Hi,
we have an issue on our FW-cluster standby member, causing AV/TE-Updates to fail.
Internet connection is OK, but I assume that there is an issue with DNS. If I try to resolve e.g. checkpoint.com from our standby member, it times out and is not resolvable. The error messages vary:
[Expert@chp-2:0]# nslookup checkpoint.com
;; connection timed out; trying next origin
;; connection timed out; no servers could be reached
[Expert@chp-2:0]# nslookup facebook.com
;; connection timed out; trying next origin
Server: 10.1.1.14
Address: 10.1.1.14#53
** server can't find facebook.com: NXDOMAIN
If I do the same with the active member, it works:
[Expert@chp-1:0]# nslookup checkpoint.com
Server: 10.1.1.14
Address: 10.1.1.14#53
Non-authoritative answer:
Name: checkpoint.com
Address: 209.87.209.100
Afterwards, in most cases (80%), the resolution works then from the standby member too for the same host.

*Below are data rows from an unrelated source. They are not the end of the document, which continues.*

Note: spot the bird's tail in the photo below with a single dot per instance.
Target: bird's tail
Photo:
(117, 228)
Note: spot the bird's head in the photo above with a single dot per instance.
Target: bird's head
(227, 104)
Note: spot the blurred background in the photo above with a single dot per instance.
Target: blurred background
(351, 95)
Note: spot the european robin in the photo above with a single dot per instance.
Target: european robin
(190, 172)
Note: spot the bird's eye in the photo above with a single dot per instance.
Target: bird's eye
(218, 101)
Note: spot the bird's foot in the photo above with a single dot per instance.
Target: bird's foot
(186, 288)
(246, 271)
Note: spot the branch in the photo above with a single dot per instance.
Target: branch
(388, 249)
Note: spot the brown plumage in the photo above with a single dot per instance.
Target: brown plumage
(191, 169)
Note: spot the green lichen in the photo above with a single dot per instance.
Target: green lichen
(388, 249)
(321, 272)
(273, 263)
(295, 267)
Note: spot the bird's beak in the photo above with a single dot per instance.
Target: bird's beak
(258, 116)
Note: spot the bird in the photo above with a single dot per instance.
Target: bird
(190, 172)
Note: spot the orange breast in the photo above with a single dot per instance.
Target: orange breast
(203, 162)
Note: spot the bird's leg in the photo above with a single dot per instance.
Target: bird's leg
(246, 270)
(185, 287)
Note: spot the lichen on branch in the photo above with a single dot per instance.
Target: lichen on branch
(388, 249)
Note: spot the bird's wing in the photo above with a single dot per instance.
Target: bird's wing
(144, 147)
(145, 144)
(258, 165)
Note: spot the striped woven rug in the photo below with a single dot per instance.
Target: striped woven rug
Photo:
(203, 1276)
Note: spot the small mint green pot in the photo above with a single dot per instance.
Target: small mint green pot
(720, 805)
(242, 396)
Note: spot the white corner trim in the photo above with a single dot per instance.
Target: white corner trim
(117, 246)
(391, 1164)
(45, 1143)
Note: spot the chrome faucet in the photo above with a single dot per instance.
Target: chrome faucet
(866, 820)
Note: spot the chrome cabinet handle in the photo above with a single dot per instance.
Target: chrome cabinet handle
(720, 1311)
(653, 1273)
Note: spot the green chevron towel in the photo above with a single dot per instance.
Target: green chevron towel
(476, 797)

But not always - it's a very strange behavior.
If I do a failover, the standby (now main) FW works properly.
The DNS server are up and running, no issues at all (except this one from the HA standby member).
As far as I can see on another FW (ASA), located between CP and DNS servers, all requests are coming with the cluster IP.
I did a fw monitor and at the same time a capture on the ASA. All packets have corresponding packet captures on ASA, and there I can also see, that the servers answer to every request. But in the FW monitor, I don't see most of the answer-packets. Here's an example:
On the left side you can see the FW monitor output. Packets leave with the cluster VIP 10.2.1.1 on different ports.
On the right side you can see the ASA-capture where all these packets appear, and where you can also see the answers from the DNS server 10.1.1.14/15. (marked blue/azure)
But on the left side, these answers dont appear for the first 6 requests. Only the last, yellow one has a properly appearing answer.
The only strange thing that bothers me, is that the packet length of the failing answers seems to be much lower than the last one (26 compared to 96).
Any ideas, what could be causing this problem?